Don’t we all love finance? If our recent confessional on the last episode of Across the Romaverse didn’t make it clear enough, we do our best to pretend like we understand the ins-and-outs of what it takes to run a multi-billion euro operation in today’s footballing world. Which is why I find myself buried among the financial pages at the close of the Italian stock market today, waiting for Calcio e Finanza to report that The Friedkin Group’s initial public offer has almost entirely been rejected by Roma’s current shareholders.
With the deadline on accepting the Friedkin IPO having officially expired today, Roma’s club owners have only absorbed a further 1.674% of public shares into their grasp, now making the Friedkin Group the 88.2% majority shareholder of A.S. Roma; still some way off the amount of control they’d need to take Roma private and wave goodbye to public press releases for good. But for the notoriously reticent Friedkins, all is not lost, as there was always a Plan B written there way back in the summer.
Eeking Out the Percentages
When the Friedkins first became the majority shareholder of A.S. Roma, they paid a handsome sum directly to James Pallotta in order to relieve him of 83.3% private shares in the club, plus 3.3% of public A.S. Roma shares that Pallotta’s group owned on the stock market. That meant a 86.6% majority share for The Friedkin Group straight out of the gate, but the Friedkins wasted no time in letting the Italian Consob (the market watchdog) know there were bigger ambitions.

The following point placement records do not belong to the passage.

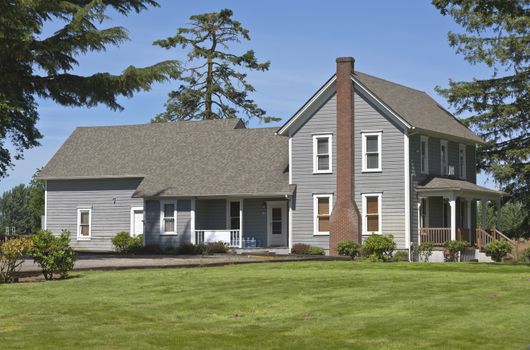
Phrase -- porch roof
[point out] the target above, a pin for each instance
(439, 185)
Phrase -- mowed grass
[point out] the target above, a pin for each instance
(300, 305)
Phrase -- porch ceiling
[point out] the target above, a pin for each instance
(442, 185)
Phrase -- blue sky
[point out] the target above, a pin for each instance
(402, 41)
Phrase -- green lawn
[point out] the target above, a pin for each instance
(301, 305)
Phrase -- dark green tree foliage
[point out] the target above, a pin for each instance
(496, 33)
(212, 87)
(33, 65)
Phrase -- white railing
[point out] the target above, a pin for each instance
(234, 238)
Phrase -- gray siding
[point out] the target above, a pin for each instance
(390, 182)
(110, 200)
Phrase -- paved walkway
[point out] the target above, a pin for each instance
(116, 262)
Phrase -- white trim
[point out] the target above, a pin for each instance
(380, 213)
(407, 189)
(462, 174)
(424, 139)
(45, 204)
(79, 237)
(379, 135)
(131, 229)
(307, 105)
(315, 213)
(444, 170)
(283, 206)
(162, 204)
(329, 136)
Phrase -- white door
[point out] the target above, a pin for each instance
(277, 223)
(137, 222)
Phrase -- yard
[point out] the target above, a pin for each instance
(297, 305)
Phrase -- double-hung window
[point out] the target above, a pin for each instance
(372, 216)
(424, 154)
(462, 161)
(168, 215)
(84, 224)
(322, 206)
(443, 157)
(371, 150)
(322, 153)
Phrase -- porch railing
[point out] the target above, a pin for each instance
(438, 235)
(234, 238)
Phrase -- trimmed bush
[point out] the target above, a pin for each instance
(53, 253)
(125, 244)
(300, 249)
(455, 248)
(348, 248)
(217, 248)
(498, 250)
(425, 250)
(380, 246)
(315, 251)
(12, 254)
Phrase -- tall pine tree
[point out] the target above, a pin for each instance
(34, 65)
(496, 33)
(211, 86)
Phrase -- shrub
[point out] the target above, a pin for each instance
(125, 244)
(217, 248)
(498, 250)
(12, 254)
(348, 248)
(53, 253)
(401, 256)
(455, 248)
(381, 246)
(315, 251)
(300, 249)
(425, 250)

The Friedkins openly explored the idea of taking Roma off the stock market entirely, in a move that would leave the club’s owners free to make whatever moves they wanted without having to declare the nitty gritty details in public. For that final piece of the takeover to come true, Dan Friedkin needed to reach at least a 95% majority shareholding in order to force the hand of the Borsa Italiana in de-listing the club’s shares. Friedkin’s Plan A was to offer Roma’s public shareholders the very same price—€0.1165 a share—that James Pallotta had accepted for handing over his piece of the club, all the way back in the summer.
That’s a price that, earlier today, I assume you could accept over your mobile phone, if you happen to trade in A.S. Roma shares on somewhere like eToro (not a plug - I have never used a trading app. You get better odds in poker). But there was one problem with Friedkin’s Plan A: Their €0.1165-per-share offer was lower than any price at which Roma have been historically traded on the market, ever since the club first went public at the turn of the millennium.

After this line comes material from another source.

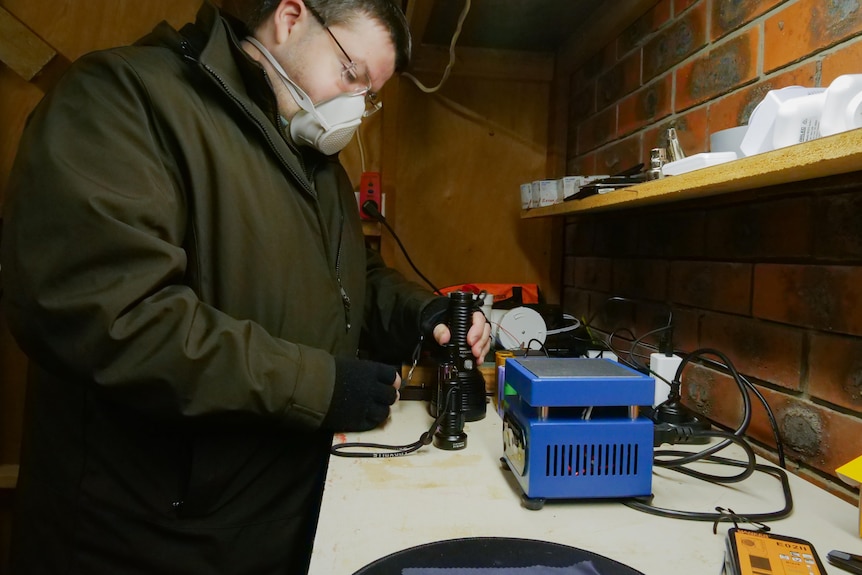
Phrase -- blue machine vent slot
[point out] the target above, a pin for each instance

If you’d received that price on your mobile app, you’d have been in good company if you’d had mandato i Friedkin a quel paese, just like most shareholders did to the Friedkins’ initial public offer today.

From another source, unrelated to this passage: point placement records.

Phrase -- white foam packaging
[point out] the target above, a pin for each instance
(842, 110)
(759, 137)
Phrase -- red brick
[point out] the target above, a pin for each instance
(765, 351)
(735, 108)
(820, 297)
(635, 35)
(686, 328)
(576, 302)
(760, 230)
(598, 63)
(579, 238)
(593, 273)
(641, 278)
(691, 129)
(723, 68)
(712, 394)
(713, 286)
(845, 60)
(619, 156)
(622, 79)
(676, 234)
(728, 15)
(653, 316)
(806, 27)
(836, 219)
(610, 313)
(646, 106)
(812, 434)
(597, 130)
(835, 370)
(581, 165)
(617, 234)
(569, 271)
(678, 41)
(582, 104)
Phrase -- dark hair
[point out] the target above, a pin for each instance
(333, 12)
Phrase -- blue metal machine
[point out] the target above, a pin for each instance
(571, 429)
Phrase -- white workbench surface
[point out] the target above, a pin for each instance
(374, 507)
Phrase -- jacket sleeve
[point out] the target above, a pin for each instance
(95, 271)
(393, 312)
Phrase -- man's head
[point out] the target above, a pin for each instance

What Next for the Friedkin Group’s Bid to Go Private?
The Friedkins had made it known that they had a second road to go down, should today’s events have transpired exactly like they have done. Roma’s owners will now look at the option of merging the Italian side of A.S. Roma’s company structure (remember that the top-level company still resides, as it did in James Pallotta’s time, in Delaware) with another privately-owned company within The Friedkin Group’s portfolio.
The merger option only makes sense—in the Friedkins’ own written words—if the costs of doing so prove less expensive than the offer needed to convince Roma’s public shareholders to hand over what’s left of the club on the stock market. So it could be that Dan Friedkin simply raises his offer to buy the shares on the Borsa, but a merger has to be a real consideration by now.
The end result of a merger would be that Roma’s public shareholders see their 11.8% collective ownership in the club decrease, and the Friedkins would have walked an alternate road to the 95% ownership target they have in their sights.
Roma, as a competitive football club, could really do with that target being achieved now more than ever.
With football clubs hemorrhaging money and expenses all over the panorama of the sport right now, and with Roma itself having declared the second-worst annual losses ever to historically befall any Serie A club this past 2019/20 season, we don’t need to spell out how the Friedkins being able to move in silence, without having to make public to competitors every little detail of their cash injections into the club, would benefit Roma’s survival and competitiveness on all fronts.